Linear Static Analysis

The basic finite element equation to be solved for structures experiencing static loads can be expressed as: (1)
K u = f

Where, K is the stiffness matrix of the structure (an assembly of individual element stiffness matrices). The vector u is the displacement vector, and f is the vector of loads applied to the structure. The above equation is the equilibrium of external and internal forces.

The stiffness matrix is singular, unless displacement boundary conditions are applied to fix the rigid body degrees-of-freedom of the model.

The equilibrium equation is solved either by a direct or an iterative solver. By default, the direct solver is invoked, whereby the unknown displacements are simultaneously solved using a Gauss elimination method that exploits the sparseness and symmetry of the stiffness matrix, K , for computational efficiency. Alternatively, an iterative solver using the preconditioning conjugate gradient method may be used. While the direct solver is very robust, accurate and efficient, the iterative solver is sometimes superior, in terms of speed, for thick-walled solid structures. The iterative solver is selected through the SOLVTYP Subcase Information Entry, which in turn references a SOLVTYP Bulk Data Entry.

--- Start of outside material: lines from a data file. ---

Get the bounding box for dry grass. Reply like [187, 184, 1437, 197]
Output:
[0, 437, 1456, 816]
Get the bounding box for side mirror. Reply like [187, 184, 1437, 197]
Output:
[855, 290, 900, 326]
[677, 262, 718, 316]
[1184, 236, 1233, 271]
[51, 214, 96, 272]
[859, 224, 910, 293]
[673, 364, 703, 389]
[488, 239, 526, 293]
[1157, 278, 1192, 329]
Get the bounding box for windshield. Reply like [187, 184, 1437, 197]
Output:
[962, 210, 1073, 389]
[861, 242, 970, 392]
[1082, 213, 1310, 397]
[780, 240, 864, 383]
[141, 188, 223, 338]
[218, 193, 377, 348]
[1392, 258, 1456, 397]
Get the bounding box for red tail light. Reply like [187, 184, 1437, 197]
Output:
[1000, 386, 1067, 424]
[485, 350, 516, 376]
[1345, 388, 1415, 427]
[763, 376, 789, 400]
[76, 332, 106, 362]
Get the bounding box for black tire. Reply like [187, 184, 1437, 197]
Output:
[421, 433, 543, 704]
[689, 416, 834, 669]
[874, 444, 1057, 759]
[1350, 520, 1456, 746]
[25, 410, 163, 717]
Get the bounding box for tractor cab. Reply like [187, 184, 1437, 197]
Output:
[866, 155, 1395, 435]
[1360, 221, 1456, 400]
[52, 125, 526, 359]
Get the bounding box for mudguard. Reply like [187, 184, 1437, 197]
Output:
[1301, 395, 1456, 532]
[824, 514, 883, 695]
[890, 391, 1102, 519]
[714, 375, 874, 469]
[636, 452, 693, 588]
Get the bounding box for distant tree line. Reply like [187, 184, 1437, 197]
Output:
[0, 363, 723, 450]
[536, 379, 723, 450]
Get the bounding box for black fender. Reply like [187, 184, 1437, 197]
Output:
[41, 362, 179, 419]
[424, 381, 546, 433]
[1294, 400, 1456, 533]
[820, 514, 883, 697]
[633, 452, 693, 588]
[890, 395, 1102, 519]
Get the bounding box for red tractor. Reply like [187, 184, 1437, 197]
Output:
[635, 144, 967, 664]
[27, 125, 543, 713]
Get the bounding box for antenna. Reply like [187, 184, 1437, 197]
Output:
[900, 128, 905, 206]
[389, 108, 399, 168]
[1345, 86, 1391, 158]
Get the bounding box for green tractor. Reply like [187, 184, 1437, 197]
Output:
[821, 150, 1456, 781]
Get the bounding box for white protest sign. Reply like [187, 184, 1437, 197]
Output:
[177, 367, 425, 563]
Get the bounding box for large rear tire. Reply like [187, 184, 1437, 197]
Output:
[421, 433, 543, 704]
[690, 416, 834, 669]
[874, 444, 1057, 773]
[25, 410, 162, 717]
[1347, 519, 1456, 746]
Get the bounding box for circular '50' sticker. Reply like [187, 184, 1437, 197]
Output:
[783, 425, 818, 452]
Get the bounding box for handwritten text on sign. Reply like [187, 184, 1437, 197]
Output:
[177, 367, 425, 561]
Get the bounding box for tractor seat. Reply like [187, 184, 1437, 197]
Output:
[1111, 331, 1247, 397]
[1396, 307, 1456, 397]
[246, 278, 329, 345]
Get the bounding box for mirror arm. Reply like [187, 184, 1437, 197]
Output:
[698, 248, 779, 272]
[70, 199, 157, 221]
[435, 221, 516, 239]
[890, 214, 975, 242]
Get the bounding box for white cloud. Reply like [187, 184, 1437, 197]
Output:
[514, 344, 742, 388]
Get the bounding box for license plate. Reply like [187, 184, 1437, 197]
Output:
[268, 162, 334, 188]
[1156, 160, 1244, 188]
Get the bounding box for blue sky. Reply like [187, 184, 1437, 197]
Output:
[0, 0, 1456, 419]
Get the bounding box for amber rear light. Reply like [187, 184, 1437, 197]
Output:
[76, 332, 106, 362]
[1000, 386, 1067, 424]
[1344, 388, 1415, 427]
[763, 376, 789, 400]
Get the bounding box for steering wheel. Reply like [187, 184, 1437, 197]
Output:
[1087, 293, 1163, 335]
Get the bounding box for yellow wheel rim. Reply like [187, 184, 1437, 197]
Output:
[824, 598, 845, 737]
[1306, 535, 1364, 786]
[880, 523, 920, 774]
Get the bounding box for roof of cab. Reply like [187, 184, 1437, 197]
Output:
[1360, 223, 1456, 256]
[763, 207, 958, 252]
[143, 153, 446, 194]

Once the unknown displacements at the nodal points of the elements are calculated, the stresses can be calculated by using the constitutive relations for the material. For linear static analysis where the deformations are in the elastic range, that is, the stresses, σ , are assumed to be linear functions of the strains, ε , Hooke's law can be used to calculate the stresses. Hooke's law can be stated as: σ = C ε with the elasticity matrix C of the material. The strains ε are a function of the displacements.

The Static Loads and Boundary Conditions are defined in the Bulk Data section of the input deck. They need to be referenced in the Subcase Information section using an SPC and LOAD statement in a SUBCASE. Each SUBCASE defines a load vector. Thermal loading is defined by referencing Bulk Data Entries with the TEMPERATURE statement in a SUBCASE.

Unconstrained models can be solved using Inertia Relief. SUPORT1 Subcase Information Entry can then reference the boundary conditions that restrain the rigid body motions. Up to six degrees-of-freedom can be restrained. These restraints can also be defined without subcase reference using the SUPORT Bulk Data Entry or automated using PARAM,INREL,-2.